Businesses are organized to be a factory, whether they are product- or service-focused. They are set up to maximize efficiencies and produce the highest profits possible on their existing creations. Nearly all of the people hired to join an existing organization are there to increase the reliability and consistency of the organization.
Roger Martin, Dean of the Rotman Business School, University of Toronto, recently released a new book titled The Design Of Business – Why Design Thinking Is The Next Competitive Advantage. This book does an excellent job of articulating why innovation in corporations seems to be incredibly difficult.
Dr. Martin writes that the main reason companies find it difficult to realize innovations is that most people in corporations are trained in analytical thinking and focused on reliability and consistency. They are focused on making the “factory” and related processes better, faster, and cheaper to produce existing offerings.
The opposite of reliability is a focus on validity. Dr. Martin defines validity as seeking to find the “correct” answer to a complex problem, not the most reliable or predictable, and to find new knowledge that will lead to the development of new markets, new business models, new products, etc.

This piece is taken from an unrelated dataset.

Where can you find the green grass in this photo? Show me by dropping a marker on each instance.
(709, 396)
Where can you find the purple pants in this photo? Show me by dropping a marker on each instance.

Businesses are organized to deliver and value consistent results. The main problem that derives from a reliability focus which is based on analytical thinking is that business leaders depend on past activity to make decisions about future direction.
This leads companies into stagnation and a lack of focus on what customers want and need. Competitors that find unmet customers needs and deliver compelling new value will grow and succeed.
Uncovering unmet customers needs and creating new business concepts to meet these needs are often repulsed by existing managers who insist on proof that the new concept will succeed. It is very difficult to predict exactly how a new concept will perform, and this goes directly against the grain of most business people who demand proof that a new concept will succeed in the future.
Unless the CEO of an organization realizes that the conflict between a reliance on past performance must be actively balanced against the uncertainty of future events, a company will not be able to generate the type of organic growth it needs to be healthy. The CEO must take the lead to create an environment that supports the exploration and invention necessary to create new growth opportunities.
The important point to realize is that an organization must be efficient and reliable AND discover new knowledge about their customers at the same time. There is much more to Dr. Martin’s book, and I plan to provide a deeper look at this book in the near future.
In the meantime, keep in mind that if your organization is not actively seeking to discover the answers to complex customer issues in an ever-changing business environment, your competitors and those pesky start-up companies will surely do so. It is vital to the long term success of any organization to balance reliability against validity.